Wenn Vater Benedikt zurückkommt, dann wird er nicht allein
sein. Sie werden nachholen, was sie vor zwei Jahren versäumt
haben, und Trentklamm auslöschen - und diesen Ort hier gleich
dazu.« Er schwieg einen Moment, während er Andrej
durchdringend und auffordernd zugleich ansah. »Es sei denn,
wir finden den Beweis, dass die Menschen hier nicht vom
Teufel besessen sind.«
Einen Beweis, der vor der Inquisition Geltung finden würde?
Andrej wusste, dass dies nahezu unmöglich werden würde.
Selbst wenn sie einen unumstößlichen Beweis für die
Behauptung hätten, dass der Teufel nicht Einzug in Trentklamm
gehalten hatte, wäre das für die Inquisition nur ein weiteres
Indiz für die Heimtücke Satans gewesen.
»Und diesen Beweis soll ich bringen?«, vermutete er. Als
Thobias nicht antwortete, fügte er kopfschüttelnd hinzu: »Wie
stellt Ihr Euch das vor?«
»Wir müssen sie finden«, sagte Thobias. »Birger und die
anderen. Wir müssen sie dingfest machen, bevor Vater Benedikt
zurückkehrt, oder ganz Trentklamm wird brennen.«
Das war keine Antwort auf seine Frage, aber die hatte Andrej
auch nicht erwartet.
»Wieso vertraut Ihr mir?«, wollte er wissen. »Ihr kennt mich
nicht.

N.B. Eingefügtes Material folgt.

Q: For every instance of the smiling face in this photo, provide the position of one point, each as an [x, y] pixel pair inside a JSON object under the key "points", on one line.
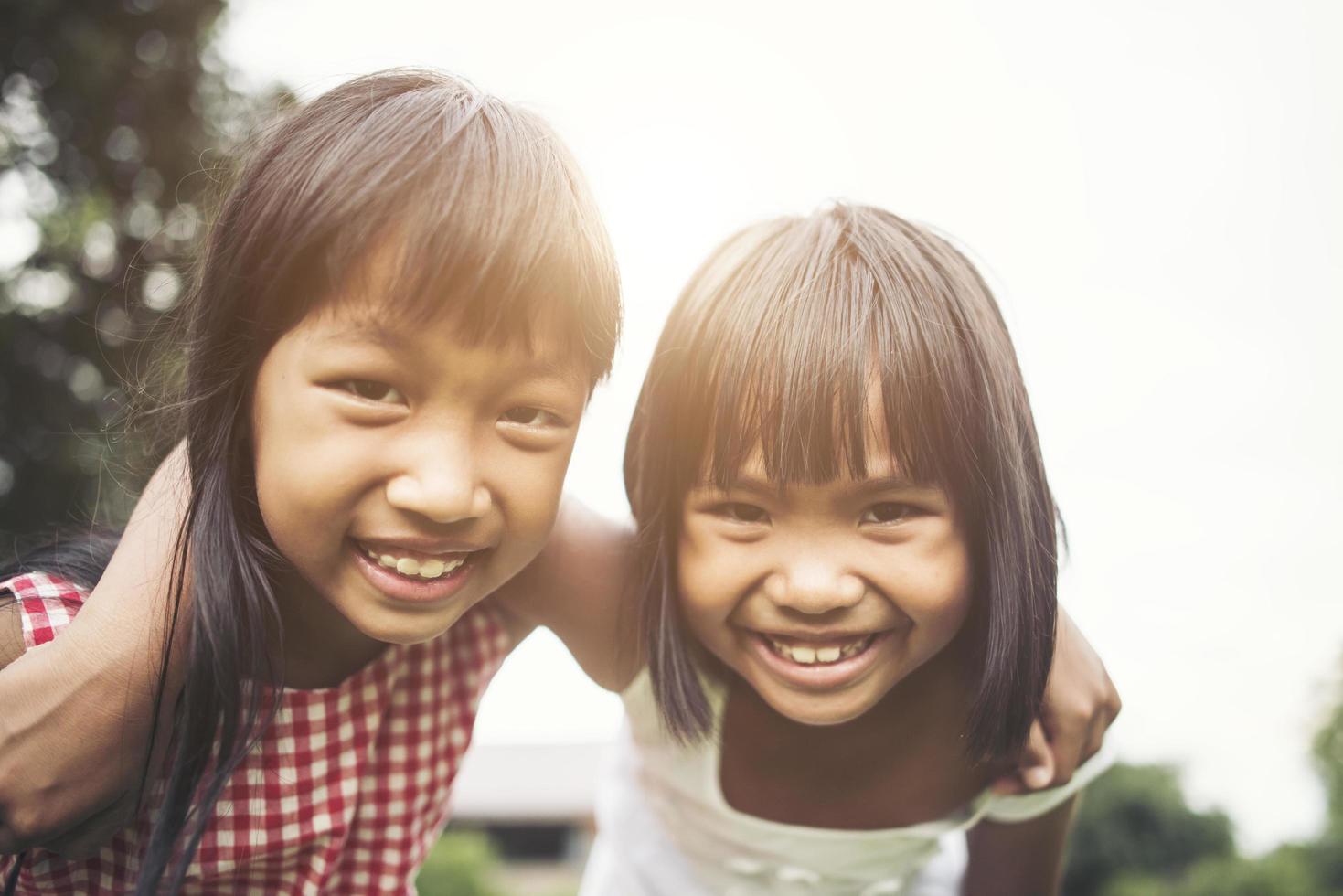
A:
{"points": [[403, 473], [824, 597]]}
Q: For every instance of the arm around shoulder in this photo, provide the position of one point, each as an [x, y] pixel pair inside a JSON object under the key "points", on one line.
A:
{"points": [[11, 630], [579, 587], [86, 700]]}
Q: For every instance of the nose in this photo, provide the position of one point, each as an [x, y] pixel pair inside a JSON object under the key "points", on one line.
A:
{"points": [[441, 484], [814, 584]]}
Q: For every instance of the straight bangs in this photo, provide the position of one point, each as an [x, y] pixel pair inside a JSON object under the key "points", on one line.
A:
{"points": [[812, 343], [415, 187], [796, 341]]}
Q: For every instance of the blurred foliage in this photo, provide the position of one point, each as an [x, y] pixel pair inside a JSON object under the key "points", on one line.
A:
{"points": [[113, 117], [1135, 819], [1136, 836], [1328, 763], [461, 864]]}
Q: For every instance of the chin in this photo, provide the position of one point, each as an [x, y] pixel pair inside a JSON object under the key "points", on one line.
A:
{"points": [[404, 630], [821, 709]]}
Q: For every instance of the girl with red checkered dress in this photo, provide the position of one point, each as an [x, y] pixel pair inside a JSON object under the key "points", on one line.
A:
{"points": [[400, 317], [398, 320]]}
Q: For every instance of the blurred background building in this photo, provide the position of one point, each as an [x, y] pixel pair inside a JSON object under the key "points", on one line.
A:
{"points": [[1153, 188]]}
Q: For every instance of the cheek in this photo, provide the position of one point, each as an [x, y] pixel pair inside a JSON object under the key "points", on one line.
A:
{"points": [[708, 578]]}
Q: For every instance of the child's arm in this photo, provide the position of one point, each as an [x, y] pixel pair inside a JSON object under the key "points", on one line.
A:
{"points": [[85, 701], [1080, 706], [11, 630], [1018, 860], [579, 587]]}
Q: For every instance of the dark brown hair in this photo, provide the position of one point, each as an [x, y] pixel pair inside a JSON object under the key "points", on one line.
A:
{"points": [[773, 346], [486, 218]]}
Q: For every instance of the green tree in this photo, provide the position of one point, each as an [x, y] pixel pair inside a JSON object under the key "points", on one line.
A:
{"points": [[1135, 821], [109, 114], [463, 863], [1285, 872]]}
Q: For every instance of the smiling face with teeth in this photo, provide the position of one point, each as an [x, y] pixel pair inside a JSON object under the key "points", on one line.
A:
{"points": [[404, 475], [824, 598]]}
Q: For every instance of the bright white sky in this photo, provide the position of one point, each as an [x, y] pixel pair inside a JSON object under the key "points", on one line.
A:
{"points": [[1154, 188]]}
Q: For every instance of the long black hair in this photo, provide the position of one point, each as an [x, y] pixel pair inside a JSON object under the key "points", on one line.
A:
{"points": [[487, 219], [773, 346]]}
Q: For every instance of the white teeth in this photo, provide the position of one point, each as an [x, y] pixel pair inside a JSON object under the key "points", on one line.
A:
{"points": [[411, 567], [810, 656]]}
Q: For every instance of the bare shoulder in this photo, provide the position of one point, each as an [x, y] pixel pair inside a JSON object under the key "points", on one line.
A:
{"points": [[579, 587]]}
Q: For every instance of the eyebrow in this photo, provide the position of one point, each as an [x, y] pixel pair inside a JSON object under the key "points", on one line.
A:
{"points": [[536, 366], [893, 483], [367, 332]]}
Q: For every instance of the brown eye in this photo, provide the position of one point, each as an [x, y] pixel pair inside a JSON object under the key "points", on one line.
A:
{"points": [[887, 513], [374, 391], [529, 417]]}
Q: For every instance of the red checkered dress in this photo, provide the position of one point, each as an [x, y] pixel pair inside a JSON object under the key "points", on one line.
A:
{"points": [[344, 795]]}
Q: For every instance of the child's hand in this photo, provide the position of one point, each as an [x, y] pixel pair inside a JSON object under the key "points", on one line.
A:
{"points": [[68, 779], [75, 715], [1080, 704]]}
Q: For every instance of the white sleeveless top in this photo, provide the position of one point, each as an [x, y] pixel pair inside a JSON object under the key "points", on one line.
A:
{"points": [[665, 829]]}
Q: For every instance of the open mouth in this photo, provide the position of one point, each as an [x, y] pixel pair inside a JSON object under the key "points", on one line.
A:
{"points": [[819, 663], [418, 567], [818, 653]]}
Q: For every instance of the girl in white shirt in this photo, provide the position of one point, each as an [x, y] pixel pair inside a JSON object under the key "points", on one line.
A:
{"points": [[847, 549]]}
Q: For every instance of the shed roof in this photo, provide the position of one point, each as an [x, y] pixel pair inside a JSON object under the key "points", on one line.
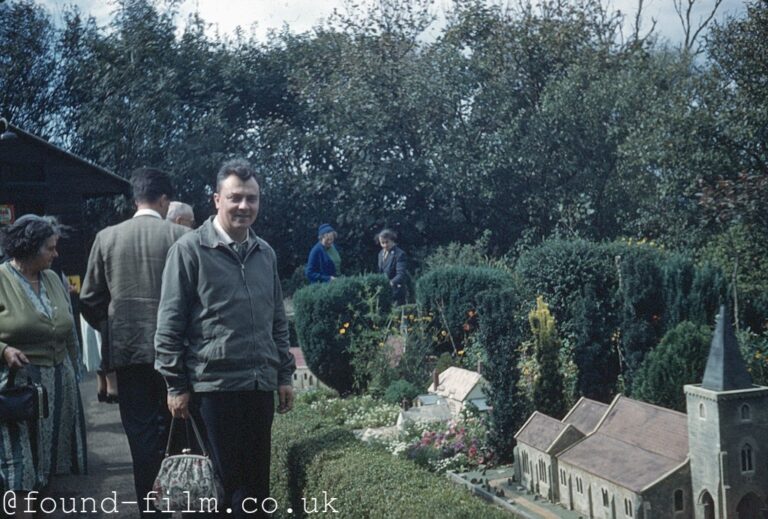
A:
{"points": [[456, 383], [634, 445], [586, 414], [540, 431], [29, 149]]}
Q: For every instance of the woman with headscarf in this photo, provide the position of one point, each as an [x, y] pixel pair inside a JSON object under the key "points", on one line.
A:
{"points": [[392, 263], [38, 341], [324, 262]]}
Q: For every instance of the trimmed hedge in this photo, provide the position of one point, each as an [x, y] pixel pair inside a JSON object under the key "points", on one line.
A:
{"points": [[451, 292], [617, 298], [311, 456], [320, 313]]}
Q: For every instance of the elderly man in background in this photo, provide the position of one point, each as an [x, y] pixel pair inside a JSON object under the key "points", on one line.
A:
{"points": [[182, 214], [120, 296], [222, 337]]}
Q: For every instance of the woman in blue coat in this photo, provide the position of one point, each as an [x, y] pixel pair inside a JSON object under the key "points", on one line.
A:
{"points": [[324, 262]]}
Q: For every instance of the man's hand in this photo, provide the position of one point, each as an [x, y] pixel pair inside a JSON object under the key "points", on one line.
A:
{"points": [[14, 358], [285, 396], [178, 405]]}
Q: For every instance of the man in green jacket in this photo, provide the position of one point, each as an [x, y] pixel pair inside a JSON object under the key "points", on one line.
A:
{"points": [[222, 338]]}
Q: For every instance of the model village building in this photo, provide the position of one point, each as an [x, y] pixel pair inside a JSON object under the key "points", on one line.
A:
{"points": [[631, 459]]}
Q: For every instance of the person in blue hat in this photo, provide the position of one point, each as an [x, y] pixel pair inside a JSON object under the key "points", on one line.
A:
{"points": [[324, 262]]}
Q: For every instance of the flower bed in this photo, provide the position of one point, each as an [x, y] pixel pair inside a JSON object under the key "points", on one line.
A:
{"points": [[312, 454]]}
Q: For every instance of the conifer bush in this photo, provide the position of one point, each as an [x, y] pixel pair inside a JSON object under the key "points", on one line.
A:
{"points": [[329, 315], [679, 359]]}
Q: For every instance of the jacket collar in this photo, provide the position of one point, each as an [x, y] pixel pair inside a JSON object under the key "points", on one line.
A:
{"points": [[210, 237]]}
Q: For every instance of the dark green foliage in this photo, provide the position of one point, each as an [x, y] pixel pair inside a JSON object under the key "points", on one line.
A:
{"points": [[614, 302], [321, 311], [501, 328], [400, 390], [449, 294], [548, 392], [371, 483], [754, 349], [679, 359]]}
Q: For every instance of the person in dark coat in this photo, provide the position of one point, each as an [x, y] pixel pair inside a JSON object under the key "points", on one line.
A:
{"points": [[324, 261], [392, 263]]}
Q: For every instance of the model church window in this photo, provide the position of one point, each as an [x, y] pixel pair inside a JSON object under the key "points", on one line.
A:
{"points": [[627, 507], [747, 462], [746, 413], [679, 505]]}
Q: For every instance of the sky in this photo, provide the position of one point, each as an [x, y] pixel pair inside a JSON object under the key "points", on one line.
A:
{"points": [[302, 15]]}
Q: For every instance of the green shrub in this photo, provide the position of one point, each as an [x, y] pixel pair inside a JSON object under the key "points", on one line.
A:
{"points": [[449, 295], [326, 316], [310, 454], [477, 254], [501, 327], [400, 390], [741, 249], [754, 349], [371, 483], [614, 301], [679, 359]]}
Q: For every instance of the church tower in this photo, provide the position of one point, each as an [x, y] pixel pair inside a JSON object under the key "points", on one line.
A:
{"points": [[728, 434]]}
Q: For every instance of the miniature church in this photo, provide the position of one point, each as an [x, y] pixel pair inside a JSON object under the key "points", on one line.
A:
{"points": [[631, 459]]}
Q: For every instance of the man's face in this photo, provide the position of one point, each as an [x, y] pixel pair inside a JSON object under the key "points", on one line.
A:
{"points": [[186, 220], [237, 204]]}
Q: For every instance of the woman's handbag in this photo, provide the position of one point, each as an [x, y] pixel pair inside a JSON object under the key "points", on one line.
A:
{"points": [[22, 403], [186, 481]]}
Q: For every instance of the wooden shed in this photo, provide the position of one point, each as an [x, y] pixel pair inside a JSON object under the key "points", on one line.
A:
{"points": [[41, 178]]}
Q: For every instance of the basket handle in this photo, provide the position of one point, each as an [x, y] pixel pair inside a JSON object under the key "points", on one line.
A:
{"points": [[197, 436]]}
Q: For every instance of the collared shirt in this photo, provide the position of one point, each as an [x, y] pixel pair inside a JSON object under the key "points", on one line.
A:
{"points": [[147, 212]]}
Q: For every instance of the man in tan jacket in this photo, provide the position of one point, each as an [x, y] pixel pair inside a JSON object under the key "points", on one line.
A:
{"points": [[120, 296]]}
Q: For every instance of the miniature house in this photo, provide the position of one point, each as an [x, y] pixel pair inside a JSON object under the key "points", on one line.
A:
{"points": [[458, 388], [303, 378], [642, 461]]}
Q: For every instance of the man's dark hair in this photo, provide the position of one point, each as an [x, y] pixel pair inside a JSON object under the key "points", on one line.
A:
{"points": [[149, 184], [387, 234], [22, 239], [239, 167]]}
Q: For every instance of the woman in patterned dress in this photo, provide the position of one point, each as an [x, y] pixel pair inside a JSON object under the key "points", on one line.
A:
{"points": [[38, 341]]}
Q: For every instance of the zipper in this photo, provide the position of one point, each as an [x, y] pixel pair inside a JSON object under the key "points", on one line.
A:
{"points": [[250, 305]]}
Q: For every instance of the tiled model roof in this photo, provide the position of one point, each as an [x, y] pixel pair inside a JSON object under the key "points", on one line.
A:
{"points": [[634, 446], [725, 369], [299, 356], [540, 431], [456, 383], [586, 414]]}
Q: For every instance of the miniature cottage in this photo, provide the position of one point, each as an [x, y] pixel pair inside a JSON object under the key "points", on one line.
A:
{"points": [[642, 461]]}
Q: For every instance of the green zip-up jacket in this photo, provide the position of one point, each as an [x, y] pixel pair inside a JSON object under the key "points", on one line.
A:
{"points": [[221, 324]]}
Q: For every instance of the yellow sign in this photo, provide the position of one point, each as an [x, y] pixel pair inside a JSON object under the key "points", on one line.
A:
{"points": [[74, 281]]}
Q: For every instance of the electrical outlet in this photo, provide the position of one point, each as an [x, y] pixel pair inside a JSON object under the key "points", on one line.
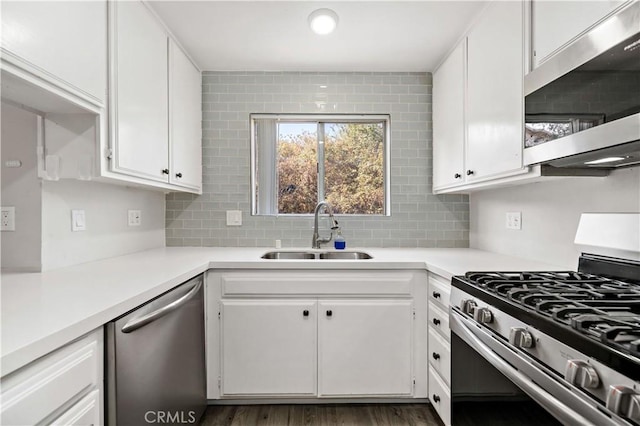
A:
{"points": [[134, 217], [78, 220], [514, 220], [8, 218], [234, 217]]}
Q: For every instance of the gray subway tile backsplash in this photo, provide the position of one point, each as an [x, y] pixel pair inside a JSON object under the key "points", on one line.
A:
{"points": [[418, 218]]}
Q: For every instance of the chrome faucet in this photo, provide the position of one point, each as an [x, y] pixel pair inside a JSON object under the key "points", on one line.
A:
{"points": [[316, 240]]}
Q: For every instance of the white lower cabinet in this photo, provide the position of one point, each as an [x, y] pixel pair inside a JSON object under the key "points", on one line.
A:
{"points": [[440, 396], [439, 347], [269, 347], [85, 412], [317, 340], [364, 347], [63, 387]]}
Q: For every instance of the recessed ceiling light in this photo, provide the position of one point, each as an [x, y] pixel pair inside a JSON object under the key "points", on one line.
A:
{"points": [[606, 160], [323, 21]]}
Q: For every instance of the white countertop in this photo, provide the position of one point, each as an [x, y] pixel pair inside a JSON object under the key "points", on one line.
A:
{"points": [[43, 311]]}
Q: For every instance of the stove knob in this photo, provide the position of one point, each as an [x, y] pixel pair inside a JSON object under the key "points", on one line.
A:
{"points": [[624, 401], [483, 315], [468, 306], [521, 338], [581, 374]]}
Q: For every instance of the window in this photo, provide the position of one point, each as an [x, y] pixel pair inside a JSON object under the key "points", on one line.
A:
{"points": [[300, 160]]}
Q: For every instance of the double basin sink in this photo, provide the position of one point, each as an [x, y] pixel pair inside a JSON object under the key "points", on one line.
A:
{"points": [[311, 255]]}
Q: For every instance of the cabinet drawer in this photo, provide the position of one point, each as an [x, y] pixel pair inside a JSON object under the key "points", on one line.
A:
{"points": [[439, 320], [378, 283], [440, 356], [440, 396], [84, 412], [439, 291], [34, 392]]}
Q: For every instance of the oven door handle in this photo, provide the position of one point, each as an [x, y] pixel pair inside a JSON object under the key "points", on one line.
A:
{"points": [[561, 411]]}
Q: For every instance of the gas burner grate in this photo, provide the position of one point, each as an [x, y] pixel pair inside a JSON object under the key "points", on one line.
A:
{"points": [[620, 329], [607, 310]]}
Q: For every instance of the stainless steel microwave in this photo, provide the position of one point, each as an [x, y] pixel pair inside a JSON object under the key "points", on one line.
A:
{"points": [[582, 106]]}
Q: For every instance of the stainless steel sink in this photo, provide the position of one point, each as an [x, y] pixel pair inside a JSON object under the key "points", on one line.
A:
{"points": [[308, 255], [289, 255], [348, 255]]}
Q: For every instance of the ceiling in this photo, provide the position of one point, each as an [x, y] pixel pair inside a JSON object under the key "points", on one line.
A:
{"points": [[374, 36]]}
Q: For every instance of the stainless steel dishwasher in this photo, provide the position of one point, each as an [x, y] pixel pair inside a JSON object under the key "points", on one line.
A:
{"points": [[155, 360]]}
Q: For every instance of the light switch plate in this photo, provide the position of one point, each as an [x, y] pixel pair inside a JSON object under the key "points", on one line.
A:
{"points": [[514, 220], [234, 217], [78, 220], [8, 217], [134, 217]]}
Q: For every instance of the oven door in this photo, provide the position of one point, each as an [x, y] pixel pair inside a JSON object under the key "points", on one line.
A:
{"points": [[565, 402]]}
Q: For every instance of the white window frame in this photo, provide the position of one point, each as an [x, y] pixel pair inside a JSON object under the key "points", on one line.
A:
{"points": [[268, 203]]}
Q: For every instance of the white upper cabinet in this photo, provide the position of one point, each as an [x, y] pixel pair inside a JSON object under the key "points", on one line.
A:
{"points": [[494, 92], [477, 104], [448, 119], [156, 104], [140, 101], [555, 23], [185, 120], [62, 42]]}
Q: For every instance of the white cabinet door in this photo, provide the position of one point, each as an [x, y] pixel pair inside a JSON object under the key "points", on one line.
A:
{"points": [[139, 116], [555, 23], [448, 119], [84, 412], [62, 41], [494, 95], [268, 347], [185, 122], [365, 348]]}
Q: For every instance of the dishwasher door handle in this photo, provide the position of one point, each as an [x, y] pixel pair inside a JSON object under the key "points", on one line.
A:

Ihr wisst nichts über mich, außer dass ich hier
eingedrungen bin und ein paar Eurer Leute erschlagen habe.
Also was sollte mich daran hindern, auf mein Pferd zu steigen
und meiner Wege zu ziehen?«
Thobias überraschte ihn ein weiteres Mal, indem er nicht
darauf verwies, dass er schließlich Abu Dun als Faustpfand
hätte. Stattdessen sah er ihn nur erneut auf diese sonderbar
durchdringende Weise an und sagte: »Nennt es Verzweiflung,
wenn Ihr so wollt, Andrej. Ich habe keine Wahl, als Euch zu
vertrauen. Und ich spüre, dass ich es kann. Ihr habt Recht: Ich
weiß nicht, was oder wer Ihr seid, aber ich glaube, Ihr seid ein
aufrechter Mann.« Ein dünnes Lächeln stahl sich für einen
Augenblick in den Ausdruck von Trauer. »Und außerdem habt
Ihr noch eine Rechnung mit Birger offen. Also … kann ich auf
Euch zählen?«
Das war verrückt, dachte Andrej. Aber zumindest in einem
Punkt erging es ihm nicht anders als Thobias: Er hatte keine
Wahl.
Das Dorf hatte sich verändert. Als er Trentklamm das erste
Mal gesehen hatte, da war ihm der Ort wie ein verschlafenes
kleines Bergdorf vorgekommen, außer-gewöhnlich durch diese
besondere Lage zwischen den Hängen, die ihn fast zu einer
natürlichen Festung machte. Jetzt wirkten die kleinen Häuser
nur noch abweisend und feindselig, jedes einzelne eine kleine
Festung, die sich wie ein sprungbereit zusammen-gekauertes
Raubtier in die Bergflanken krallte. Etwas Feindseliges, Böses
schien über dem Ort zu liegen.
    Andrej verscheuchte den Gedanken und fuhr sich müde mit
dem Handrücken über das Gesicht. Trentklamm hatte sich nicht
im Geringsten verändert. Es war sein Blick, der sich verändert
hatte.

Er spürte irgendwo eine leichte Bewegung und wich rasch in
den Schutz des Waldes zurück, obwohl es wahrscheinlich gar
nicht notwendig war. In den dunkelbraunen und schwarzen
Kleidern, die Thobias ihm gegeben hatte, musste er vor dem
Hintergrund der Bäume nahezu unsichtbar sein. Außerdem war
die Sonne gerade erst aufgegangen und stand als grellweiß
lodernde Scheibe genau über den Berggipfeln in seinem
Rücken. Wer immer zufällig in seine Richtung blickte, würde
nichts anderes sehen als weißes Licht, das grell genug war, um
ihm die Tränen in die Augen zu treiben. Auch wenn er
Trentklamm Unrecht tat und sich der Ort nicht verändert hatte
… etwas stimmte nicht mit ihm, mit seinen Menschen. Andrej
hatte das unheimliche Geschöpf nicht vergessen, dem er
beinahe zum Opfer gefallen wäre.
    Etwas von der bemitleidenswerten Kreatur war noch immer in
ihm, tief am Grunde seiner Seele, fast vergessen, wie ein
schlechter Nachgeschmack, den ein an sich gutes Essen
hinterlassen hatte. Indem er die Lebenskraft der Kreatur
aufgenommen und zu seiner eigenen gemacht hatte, war er auch
ein winziges Stück selbst zu dem Wesen geworden.